The company's lawyers say unless they can feed out more pellets at Clay Point from October to December they will have to starve fish, cull fish or harvest them too small for the market, reports Marlborough Express.
In a letter attached to the application, lawyers Quentin Davies and Peta-Claire Brunel said these options would be cruel to fish or result in losses for the company.
King Salmon chief executive Grant Rosewarne said fish at Clay Point needed more feed because they were bigger than usual this season and there were more mouths to feed.
Last year King Salmon was looking at a lower than usual harvest, partly because of high deaths at Waihinau in Pelorus Sound and partly because fish bred in 2010 and 2011 had poor survival rates and a poor ability to convert feed to flesh.
To make up tonnage, the company delayed harvesting at Clay Point and other farms, Mr Rosewarne said.
Not only did fish grow bigger but there was a bigger overlap between crops, meaning more mouths to feed for longer, he said.
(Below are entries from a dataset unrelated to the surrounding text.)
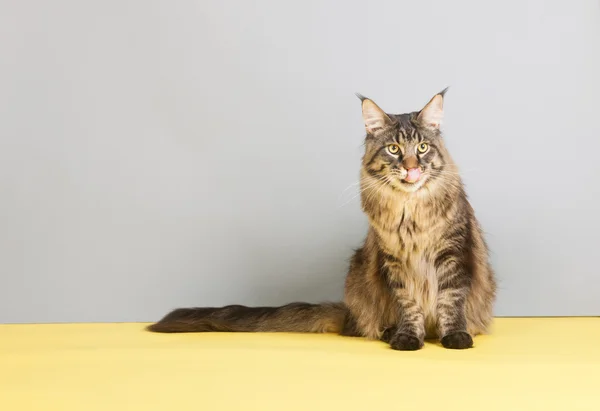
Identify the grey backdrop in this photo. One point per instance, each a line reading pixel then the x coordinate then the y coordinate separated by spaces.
pixel 157 154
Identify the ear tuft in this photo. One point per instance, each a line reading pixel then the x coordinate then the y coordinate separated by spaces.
pixel 432 114
pixel 374 118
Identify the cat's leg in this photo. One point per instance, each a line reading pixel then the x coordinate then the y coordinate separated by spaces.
pixel 451 313
pixel 350 327
pixel 409 334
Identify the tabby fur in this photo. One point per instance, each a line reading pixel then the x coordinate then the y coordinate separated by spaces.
pixel 423 270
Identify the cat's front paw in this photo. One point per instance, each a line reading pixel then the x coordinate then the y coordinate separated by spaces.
pixel 458 340
pixel 405 342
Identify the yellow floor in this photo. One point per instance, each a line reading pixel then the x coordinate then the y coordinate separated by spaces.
pixel 527 364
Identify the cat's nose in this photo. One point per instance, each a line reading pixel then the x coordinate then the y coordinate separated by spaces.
pixel 413 175
pixel 410 162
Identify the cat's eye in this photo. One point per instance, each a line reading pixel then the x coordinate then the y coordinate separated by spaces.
pixel 394 148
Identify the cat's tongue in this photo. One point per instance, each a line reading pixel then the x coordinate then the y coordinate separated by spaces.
pixel 413 175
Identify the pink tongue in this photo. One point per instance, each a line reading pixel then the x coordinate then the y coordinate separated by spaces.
pixel 413 175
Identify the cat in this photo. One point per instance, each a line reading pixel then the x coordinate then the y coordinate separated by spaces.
pixel 423 271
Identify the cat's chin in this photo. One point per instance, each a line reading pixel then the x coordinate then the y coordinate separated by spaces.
pixel 407 187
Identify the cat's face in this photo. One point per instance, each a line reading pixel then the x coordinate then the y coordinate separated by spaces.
pixel 404 151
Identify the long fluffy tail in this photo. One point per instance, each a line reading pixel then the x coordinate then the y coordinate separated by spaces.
pixel 295 317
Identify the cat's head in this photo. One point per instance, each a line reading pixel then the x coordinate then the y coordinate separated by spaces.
pixel 405 151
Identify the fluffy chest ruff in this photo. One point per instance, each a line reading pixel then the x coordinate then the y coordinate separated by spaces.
pixel 409 240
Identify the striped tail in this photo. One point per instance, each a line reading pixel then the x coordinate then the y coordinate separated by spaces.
pixel 295 317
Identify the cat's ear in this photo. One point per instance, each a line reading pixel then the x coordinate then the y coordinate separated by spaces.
pixel 432 114
pixel 374 118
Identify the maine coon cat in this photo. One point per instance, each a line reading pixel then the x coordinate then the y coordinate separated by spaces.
pixel 423 270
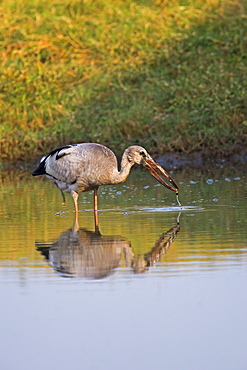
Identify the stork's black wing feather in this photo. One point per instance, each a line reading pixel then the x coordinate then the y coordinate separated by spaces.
pixel 40 170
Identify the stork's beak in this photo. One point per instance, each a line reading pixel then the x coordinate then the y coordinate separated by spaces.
pixel 156 170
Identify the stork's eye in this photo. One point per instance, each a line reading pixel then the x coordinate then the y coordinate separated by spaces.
pixel 143 154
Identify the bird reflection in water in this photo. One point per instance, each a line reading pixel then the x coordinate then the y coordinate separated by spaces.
pixel 80 253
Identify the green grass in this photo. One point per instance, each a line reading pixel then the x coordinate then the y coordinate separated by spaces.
pixel 168 75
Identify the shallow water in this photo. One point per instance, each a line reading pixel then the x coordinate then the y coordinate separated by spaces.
pixel 161 286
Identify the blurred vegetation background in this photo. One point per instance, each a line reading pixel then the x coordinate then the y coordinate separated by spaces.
pixel 169 75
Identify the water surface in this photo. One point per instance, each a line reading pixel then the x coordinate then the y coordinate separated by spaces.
pixel 160 286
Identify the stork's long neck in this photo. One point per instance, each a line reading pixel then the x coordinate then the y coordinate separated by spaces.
pixel 124 170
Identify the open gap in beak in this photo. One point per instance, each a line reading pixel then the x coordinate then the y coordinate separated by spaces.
pixel 156 170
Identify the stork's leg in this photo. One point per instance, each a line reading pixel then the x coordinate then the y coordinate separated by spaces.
pixel 96 221
pixel 75 197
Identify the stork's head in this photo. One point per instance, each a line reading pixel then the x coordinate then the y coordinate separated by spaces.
pixel 139 155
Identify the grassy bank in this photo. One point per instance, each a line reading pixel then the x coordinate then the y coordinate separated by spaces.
pixel 168 75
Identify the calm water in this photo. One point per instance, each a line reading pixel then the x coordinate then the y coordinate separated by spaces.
pixel 145 292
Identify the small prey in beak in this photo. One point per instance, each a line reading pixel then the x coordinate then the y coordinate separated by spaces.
pixel 156 170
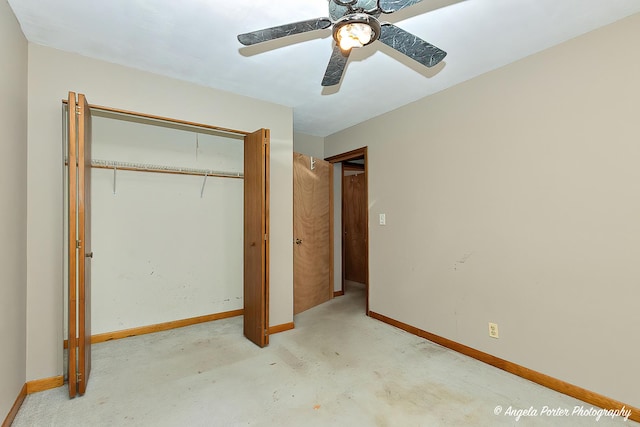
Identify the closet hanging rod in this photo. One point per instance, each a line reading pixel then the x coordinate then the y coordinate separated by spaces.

The company had a pleasant surprise when the 2012 fish grew faster than expected and had a high survival rate of about 98 per cent compared with a 75 to 85 per cent average. Again, this meant they needed more feed.
Meanwhile, the company had split its Pelorus fish farm which usually rotated between Waihinau and Forsyth Bays, Mr Rosewarne said.
"If we can keep fish relaxed and calm, putting on the same weight or more, and eating less feed with less impact on the environment that will be a great result."
Fish farmers in other parts of the world separated age classes but this was new to King Salmon, he said. If successful, the approach would be extended to new farms.
This week King Salmon was harvesting fish at Forsyth. The site would be fallowed until at least May next year and ideally longer if the company could get new sites up and running.
These were approved by the Environmental Protection Authority and High Court but had been appealed to the Supreme Court by environmental groups Sustain Our Sounds and the Environmental Defence Society.
King Salmon's application to increase feed at Clay Point by 500 tonnes between October and December this year goes to an open hearing on October 10 and 11.
The company has also applied for a backdated increase in feed used at the farm in 2011-12, when it broke the rules on how much feed it gave its fish, and for three years from December. Only previous submitters can submit on these changes and a proposal to rewrite rules for effects on the seabed.
Resource management officer Bruno Brosnan said the council could not take legal action against King Salmon for overfeeding fish at Clay Point until these applications had been processed.